Cutting card network costs and chargebacks

While fraud reduction and increased settlement speed can indirectly positively affect a travel company’s bottom line, the reduced cost of open banking transaction fees and the absence of chargebacks can have a more direct impact. Because open banking transactions occur outside the traditional card network, they incur no interchange or card scheme fees.

That is not to say that no fees are applicable; payment providers that utilise open banking typically levy a fixed per-transaction rate, especially in the European market. But these costs are a single “bite of the apple” compared to the add-on fees associated with card networks and are often much lower cost overall.

Card network transactions also carry another hidden cost – the risk of chargebacks. COVID-19 highlighted the significant expense chargebacks represent to airlines and travel merchants, as cancellations and disruptions throughout 2020 and 2021 led to a massive spike in disputes and charge reversals initiated through card providers. Perhaps unsurprisingly, chargeback fraud peaked during this period as well. Open banking payments are ‘account-to-account’, providing airlines/merchants with much greater control over the dispute process and any potential charge reversals.
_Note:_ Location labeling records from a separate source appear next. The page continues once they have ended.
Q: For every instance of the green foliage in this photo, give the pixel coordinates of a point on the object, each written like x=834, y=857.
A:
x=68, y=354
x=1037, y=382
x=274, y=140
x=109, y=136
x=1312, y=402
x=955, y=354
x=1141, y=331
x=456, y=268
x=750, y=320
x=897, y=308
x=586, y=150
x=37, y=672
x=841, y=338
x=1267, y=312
Supporting open banking-based payments is clearly in the best interests of airlines and other travel brands. Not only does it meet the needs of a large and growing segment of travellers who participate in open banking and use alternative forms of payment, but it also increases average transaction and settlement speed, reduces fraud, and controls transaction costs and chargeback exposure. In the future, open banking may also help spur the growth of travel-specific subscription services and recurring transactions for airlines or create other unlooked-for areas of revenue growth.

Airlines and travel merchants wanting to add more open banking-powered AFPs to their payments mix must first identify a payment partner to help them execute that strategy. UATP connects airlines to many AFP partners across the globe, including open banking transaction processors.